Textile manufacturers in the country have appealed to the Federal Government to stop selling gas to local industries in dollars.
According to them, the payment of the gas tariff in the United States dollar is counter-productive to local manufacturers, a development that has made the commodity unaffordable to many businesses.
Speaking under the aegis of the Nigerian Textile Manufacturers Association, operators in the sector stressed that the gas being supplied to the local industries was costlier than what the commodity was selling for in the international market.
The Director-General, NTMA, Mr. Hamma Kwajaffa, who made the group’s position known in a presentation that was made available to our correspondent in Abuja on Wednesday, said, “The price of gas supplied to the local industry is pegged to the American dollar and was not reviewed after the drop in global oil and gas prices.
“The current domestic tariff at $7.38/mmscf is three times the price of gas in the international market. There is a need to review the tariff on gas supplied to the industries in naira, which should be affordable.”
The Federal Ministry of Petroleum Resources and the Ministry of Power, Works and Housing on several occasions had made it clear that the cost of gas to the power plants was lower than what industrial gas users were paying.
Both ministries also stated that gas was an international commodity and, hence, it was being priced in the US dollar.
Kwajaffa, however, stated that despite the government’s pledge to revive the textile sector, the reality on ground was worrisome.
He said the prevailing harsh environment had no doubt dealt a serious blow to the already fragile sector, adding that Nigeria was currently spending over $4bn annually to import textiles and ready-made clothing.
“Our country has the potential to produce for the local market, export to the ECOWAS market of 175 million people, and to the developed world, but smuggled goods continue to flood major textile markets in Kantin Kwari, Kano, Balogun and Oshodi in Lagos,” he stated.
Kwajaffa noted that a number of recommendations on how to revive the sector had been made available to the government, adding that urgent steps must be taken to save the industry from collapse.

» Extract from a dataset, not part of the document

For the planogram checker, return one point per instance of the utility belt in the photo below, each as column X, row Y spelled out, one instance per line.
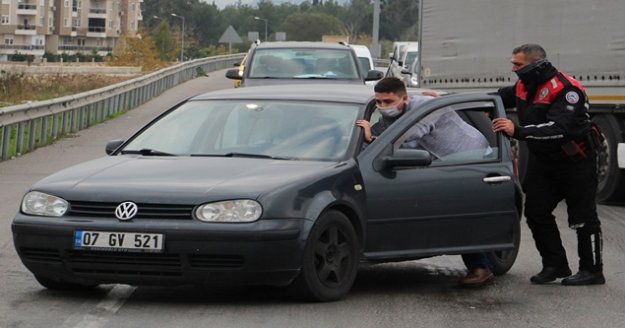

He said, “Scarcity of black oil has crippled the operations of the textile mills in the North. There is a need to ensure availability of the fuel to the textile mills by way of direct allocation from the Kaduna and other refineries. Consistent supply of certified seeds is required to ensure adequate supply of cotton to the local textile industry
“Under the dual exchange rate policy being currently pursued, the CBN should allocate forex at the official rate to textile manufacturers for meeting the need for import of essential raw materials by the textile mills. The need for import substitution has never been felt stronger before. The government should persuade its MDAs to source all their uniforms from the local textile mills.
“The scheme for the supply of free meals to schoolchildren should be extended to free uniforms to be procured by the government from local textile mills. Government should check the influx of smuggled goods and take action against counterfeit textiles, which fake the Nigerian trademarks.”